Yet this ignores a few essential issues with charity overall. To begin with, consciously or not, charities tend to promote more than just the cause they benefit.
In some cases, this may be good. Donating to environmental causes might promote a more sustainable mindset overall or supporting local charities might promote a sense of community. But in other cases, the results are decidedly more mixed.
Many religious charitable organizations have missionary work as a core tenant to their activism. What is branded as “feeding the hungry” becomes “forcing the hungry to convert or starve.” Even in less extreme cases this may be harmful to disadvantaged communities, particularly those in underdeveloped nations. Indeed, the economic power of missionary organizations abroad can and does translate to political power. It is important to remember that colonialism and imperialism has always been branded as “aid.”
Now, going back to Paris, it is important to note how the fire has been spun by nationalists. Many on the right-wing blogosphere have begun conflating Notre Dame with the general idea of “Western Civilization.” Trying to tie the fire to everything from a metaphor for their perceived decline of the West to a supposed part of a “globalist” or Muslim conspiracy to “destroy” the West to a bizarre rallying call, framing the effort to rebuild as the West embracing their supposedly embattled identity.
“The West has fallen,” declares right-wing extremist Mike Cernovich rather succinctly shortly after news of the fire broke.
Stefan Molyneux, a popular white nationalist, tweeted, “Notre Dame is not going to be rebuilt. It’s going to be replaced.” Echoing the rhetoric surrounding the supposed “Great Replacement” conspiracy theory.
Now this is not to say that the majority or even large minority of those who have donated to the Notre Dame reconstruction efforts are playing into any sorts of conspiracy theories or nationalist rhetoric. Rather, these extremists and their narrative are simply unnoticed beneficiaries of the support the church is receiving.
While the nationalists are certainly benefiting from charity here, we must ask if the church is really benefiting the same. This may seem like an absurd question at first, but the answer may become more clear as we look at charity more generally. What is it, actually?

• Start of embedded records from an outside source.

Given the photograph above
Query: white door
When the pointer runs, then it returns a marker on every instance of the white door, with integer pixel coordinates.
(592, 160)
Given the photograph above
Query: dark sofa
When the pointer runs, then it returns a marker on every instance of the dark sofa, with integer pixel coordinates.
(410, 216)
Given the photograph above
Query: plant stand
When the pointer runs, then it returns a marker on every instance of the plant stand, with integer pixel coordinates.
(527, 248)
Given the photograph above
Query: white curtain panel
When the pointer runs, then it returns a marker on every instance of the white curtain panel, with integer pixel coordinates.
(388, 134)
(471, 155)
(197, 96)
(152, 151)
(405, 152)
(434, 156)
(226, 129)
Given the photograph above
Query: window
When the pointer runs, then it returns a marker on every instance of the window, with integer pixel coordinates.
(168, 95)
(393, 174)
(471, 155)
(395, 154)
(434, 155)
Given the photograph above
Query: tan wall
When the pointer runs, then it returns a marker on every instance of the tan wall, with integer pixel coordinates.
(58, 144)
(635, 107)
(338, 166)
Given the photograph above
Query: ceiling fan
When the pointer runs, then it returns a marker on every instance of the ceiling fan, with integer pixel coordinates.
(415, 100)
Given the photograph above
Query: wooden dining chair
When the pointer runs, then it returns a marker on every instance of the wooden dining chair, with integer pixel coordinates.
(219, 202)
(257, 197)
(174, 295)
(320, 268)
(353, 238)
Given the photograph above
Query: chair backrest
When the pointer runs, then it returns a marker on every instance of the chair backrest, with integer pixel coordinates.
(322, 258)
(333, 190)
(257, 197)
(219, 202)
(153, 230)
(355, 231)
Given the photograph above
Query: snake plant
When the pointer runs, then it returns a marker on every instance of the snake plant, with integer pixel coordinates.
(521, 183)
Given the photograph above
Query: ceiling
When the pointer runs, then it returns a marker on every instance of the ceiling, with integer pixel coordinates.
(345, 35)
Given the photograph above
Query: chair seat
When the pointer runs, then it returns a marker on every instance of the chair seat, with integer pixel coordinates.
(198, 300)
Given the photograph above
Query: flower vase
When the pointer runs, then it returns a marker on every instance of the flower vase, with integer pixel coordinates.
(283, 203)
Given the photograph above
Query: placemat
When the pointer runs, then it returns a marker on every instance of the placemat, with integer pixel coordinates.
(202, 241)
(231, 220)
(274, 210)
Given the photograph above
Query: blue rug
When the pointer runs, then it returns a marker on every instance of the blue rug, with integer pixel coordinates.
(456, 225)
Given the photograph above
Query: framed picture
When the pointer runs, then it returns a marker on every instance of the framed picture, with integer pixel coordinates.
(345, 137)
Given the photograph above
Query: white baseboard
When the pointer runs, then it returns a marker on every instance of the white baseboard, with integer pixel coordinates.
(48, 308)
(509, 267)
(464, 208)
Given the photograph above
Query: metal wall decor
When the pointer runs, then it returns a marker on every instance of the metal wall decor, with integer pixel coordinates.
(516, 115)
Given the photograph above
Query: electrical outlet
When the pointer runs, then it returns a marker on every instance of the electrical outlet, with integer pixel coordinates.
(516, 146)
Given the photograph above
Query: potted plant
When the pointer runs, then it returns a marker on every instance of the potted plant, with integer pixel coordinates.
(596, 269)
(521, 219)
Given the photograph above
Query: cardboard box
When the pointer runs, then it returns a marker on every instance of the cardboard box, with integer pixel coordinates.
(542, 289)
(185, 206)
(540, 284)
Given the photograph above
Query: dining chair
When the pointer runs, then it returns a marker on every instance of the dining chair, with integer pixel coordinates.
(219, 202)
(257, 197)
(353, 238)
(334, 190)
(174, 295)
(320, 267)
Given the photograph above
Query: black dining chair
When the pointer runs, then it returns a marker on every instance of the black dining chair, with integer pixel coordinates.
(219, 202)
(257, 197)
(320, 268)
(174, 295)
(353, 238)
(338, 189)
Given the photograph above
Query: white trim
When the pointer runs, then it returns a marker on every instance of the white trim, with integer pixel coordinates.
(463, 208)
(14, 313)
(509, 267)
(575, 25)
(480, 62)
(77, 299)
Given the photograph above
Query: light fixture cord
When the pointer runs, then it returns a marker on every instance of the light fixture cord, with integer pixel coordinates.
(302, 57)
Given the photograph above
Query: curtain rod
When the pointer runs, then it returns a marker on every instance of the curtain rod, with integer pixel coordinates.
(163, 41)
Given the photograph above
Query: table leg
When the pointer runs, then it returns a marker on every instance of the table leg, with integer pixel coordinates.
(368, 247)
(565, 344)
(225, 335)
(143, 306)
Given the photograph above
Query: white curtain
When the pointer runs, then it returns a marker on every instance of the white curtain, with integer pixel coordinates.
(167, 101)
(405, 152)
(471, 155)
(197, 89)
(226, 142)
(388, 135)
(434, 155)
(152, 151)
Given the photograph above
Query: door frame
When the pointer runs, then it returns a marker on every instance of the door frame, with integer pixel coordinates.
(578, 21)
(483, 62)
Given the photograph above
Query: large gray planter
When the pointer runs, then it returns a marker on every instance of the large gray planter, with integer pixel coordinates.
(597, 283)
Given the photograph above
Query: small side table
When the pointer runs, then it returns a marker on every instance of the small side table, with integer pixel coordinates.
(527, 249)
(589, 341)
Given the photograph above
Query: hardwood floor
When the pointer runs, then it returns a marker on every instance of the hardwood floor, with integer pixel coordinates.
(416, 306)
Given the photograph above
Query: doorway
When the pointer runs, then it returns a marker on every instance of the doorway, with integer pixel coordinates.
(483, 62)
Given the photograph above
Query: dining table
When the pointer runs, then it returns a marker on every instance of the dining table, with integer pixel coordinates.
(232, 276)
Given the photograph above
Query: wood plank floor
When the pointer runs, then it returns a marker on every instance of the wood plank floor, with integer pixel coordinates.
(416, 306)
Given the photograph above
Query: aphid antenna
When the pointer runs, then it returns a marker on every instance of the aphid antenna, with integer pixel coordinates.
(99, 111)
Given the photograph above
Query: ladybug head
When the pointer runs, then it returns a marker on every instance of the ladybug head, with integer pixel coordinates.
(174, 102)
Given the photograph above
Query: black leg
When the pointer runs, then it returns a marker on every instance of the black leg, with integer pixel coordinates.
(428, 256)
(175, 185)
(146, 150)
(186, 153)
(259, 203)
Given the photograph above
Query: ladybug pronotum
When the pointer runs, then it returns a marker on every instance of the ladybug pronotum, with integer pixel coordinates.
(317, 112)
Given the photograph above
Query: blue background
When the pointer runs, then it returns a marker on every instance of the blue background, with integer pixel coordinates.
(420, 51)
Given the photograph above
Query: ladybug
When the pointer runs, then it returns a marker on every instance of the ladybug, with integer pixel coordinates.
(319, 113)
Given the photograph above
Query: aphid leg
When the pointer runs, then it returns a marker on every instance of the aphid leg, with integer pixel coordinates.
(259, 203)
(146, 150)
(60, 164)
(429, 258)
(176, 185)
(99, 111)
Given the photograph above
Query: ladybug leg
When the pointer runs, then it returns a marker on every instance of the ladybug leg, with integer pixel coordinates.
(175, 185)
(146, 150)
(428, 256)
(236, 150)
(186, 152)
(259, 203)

Charity is, essentially, when wealth is used to solve some sort of systemic problem. But that wealth came from the very system that produces the problems it is being used to address. The money used to feed the hungry or save some endangered species, for example, is made from the same systems that pay workers less than a living wage and destroy ecosystems, creating problems much larger than charity can solve.
For Notre Dame, the French government and Catholic church put off essential maintenance for years, in the process saving themselves quite a bit of money. Now that those irresponsible but profitable policies have caught up with them they do not even face a loss. Rather, they have gotten billions in charitable contributions as a reward for their negligence. The church, meanwhile, will never really be the same.
Charity exists within a system that promotes crisis and high visibility over quiet responsibility. Any meaningful steps we take to actually solve systemic problems will have to come with a strong reconsideration of the good that charity actually does, as accepting the “good” of charity means accepting the ills that follow with it.